1.1898532131269226 45.424433441186316

scores = []
for v, X, gt in zip(nodes, x, y):
    inference = C * (X ** theta)
    scores.append( (max(gt, inference) / min(gt, inference)) * np.log(np.abs(gt - inference) + 1) )

np.array(nodes)[np.argsort(scores)[-10:]]

array(['36163', '36150', '8344', '36135', '9137', '20764', '33806',
       '5069', '5022', '5038'], dtype='<U5')

These are the 10 most out-of-place nodes, according to OddBall focusing on the power law of nodes vs. edges. i.e., these are nodes who’s neighborhood has a widely outlying number of edges given its size (it is eigther a near star, or a near clique, both of which are unlikely in large real-world graphs) OddBall can quickly identify these nodes as particularly outstanding nodes. Pairing up the node ids with users shows that the highest outlier pertain to the at the time CEO Kenneth Lay.

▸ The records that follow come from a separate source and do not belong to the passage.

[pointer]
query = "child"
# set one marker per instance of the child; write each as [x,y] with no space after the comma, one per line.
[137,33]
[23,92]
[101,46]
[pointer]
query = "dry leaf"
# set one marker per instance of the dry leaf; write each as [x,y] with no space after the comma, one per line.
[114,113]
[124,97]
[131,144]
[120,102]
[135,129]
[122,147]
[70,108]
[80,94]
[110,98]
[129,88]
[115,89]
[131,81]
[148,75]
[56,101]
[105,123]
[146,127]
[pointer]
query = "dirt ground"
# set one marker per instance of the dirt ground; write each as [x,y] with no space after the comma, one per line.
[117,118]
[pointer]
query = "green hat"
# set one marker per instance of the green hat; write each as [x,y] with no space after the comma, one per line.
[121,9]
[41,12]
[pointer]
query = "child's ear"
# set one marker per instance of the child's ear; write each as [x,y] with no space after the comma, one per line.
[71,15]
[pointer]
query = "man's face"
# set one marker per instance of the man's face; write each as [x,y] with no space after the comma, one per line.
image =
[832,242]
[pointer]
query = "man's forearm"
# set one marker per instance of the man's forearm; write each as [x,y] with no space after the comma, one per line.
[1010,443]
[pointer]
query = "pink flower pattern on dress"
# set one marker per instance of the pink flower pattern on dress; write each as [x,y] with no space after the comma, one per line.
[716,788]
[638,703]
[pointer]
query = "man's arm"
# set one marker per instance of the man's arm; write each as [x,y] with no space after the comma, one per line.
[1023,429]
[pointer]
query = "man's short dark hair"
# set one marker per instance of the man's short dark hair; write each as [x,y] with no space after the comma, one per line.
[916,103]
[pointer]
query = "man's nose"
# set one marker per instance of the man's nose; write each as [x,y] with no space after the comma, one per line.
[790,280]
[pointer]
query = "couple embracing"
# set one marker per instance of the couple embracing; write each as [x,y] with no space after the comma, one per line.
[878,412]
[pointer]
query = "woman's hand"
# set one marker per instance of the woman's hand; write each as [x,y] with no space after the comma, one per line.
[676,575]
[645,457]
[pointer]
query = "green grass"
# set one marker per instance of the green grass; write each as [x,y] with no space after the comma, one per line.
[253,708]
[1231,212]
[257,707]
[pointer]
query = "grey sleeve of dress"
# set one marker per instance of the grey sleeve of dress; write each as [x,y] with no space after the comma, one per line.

OddBall on Political Candidate Donation Data

Here we make use of the power law theorem concerning edge weight to identify large donors or large committees receiving donations.

donations = nx.read_edgelist(os.path.join(data_root, "donations", "donations.csv"), delimiter=",", data=[("amount", float)], create_using=nx.DiGraph)
donations.size(), donations.order()

(2129346, 1385646)

x = []
y = []
nodes = []
for ego in donations.nodes():
    S = egonet(donations, ego)
    weights = [d['amount'] for _, _, d in donations.edges(nbunch=S, data=True)]
    totalweight = sum(weights)
    if len(weights) > 0 and totalweight > 0:
        nodes.append(ego)
        x.append(len(weights))
        y.append(totalweight)

x_log = np.log(x)
y_log = np.log(y)
m, b = np.polyfit(x_log, y_log, 1)
C = np.exp(b)
theta = m
x_fit = np.unique(x)
y_fit = C * (x_fit ** theta)
plt.title('Power Law of Edges vs. Total Node Weight')
plt.plot(x, y, 'o', label="data")
plt.plot(x_fit, y_fit, label="fit")
plt.xlabel('Number of Edges')
plt.ylabel('Total Weight')
plt.xscale('log')
plt.yscale('log')
plt.legend(loc='lower right')
print(theta, C)
plt.show()

0.8318466425038167 1102.3570364147965

scores = []
for v, X, gt in zip(nodes, x, y):
    inference = C * (X ** theta)
    scores.append( (max(gt, inference) / min(gt, inference)) * np.log(np.abs(gt - inference) + 1) )

np.array(nodes)[np.argsort(scores)[-10:]]

array(['C00553164', 'C00544007', 'C00637785', 'C00697227', 'C00571703',
       'C00701656', 'C00490847', 'C00657866', 'C00489815', 'C00693382'],
      dtype='<U9')

These are the committees that have significantly high contributions from a fewer number of powerful contributors. These committees are in order of highest to lowest outlier scores:

1. C00693382: DEMOCRACY PAC
2. C00489815: NEA ADVOCACY FUND
3. C00657866: PROTECT FREEDOM POLITICAL ACTION COMMITTEE
4. C00490847: WORKING FOR WORKING AMERICANS FEDERAL
5. C00701656: ENGAGE TEXAS
6. C00571703: SENATE LEADERSHIP FUND
7. C00697227: ELECT HENRY HEWES 2020
8. C00637785: D.D. ADAMS FOR CONGRESS
9. C00544007: FRIENDS OF ROY CHO INC.
10. C00553164: DAVID M ALAMEEL FOR UNITED STATES SENATE

Conclusion

Depending on what you want to identify, outlier detection can be a challenging task with a bunch of different angles one can take to solve the problem. Each algorithm mentioned here has its merits and drawbacks, and each could in the right context do well to identify certain outliers given the right input data and search parameters.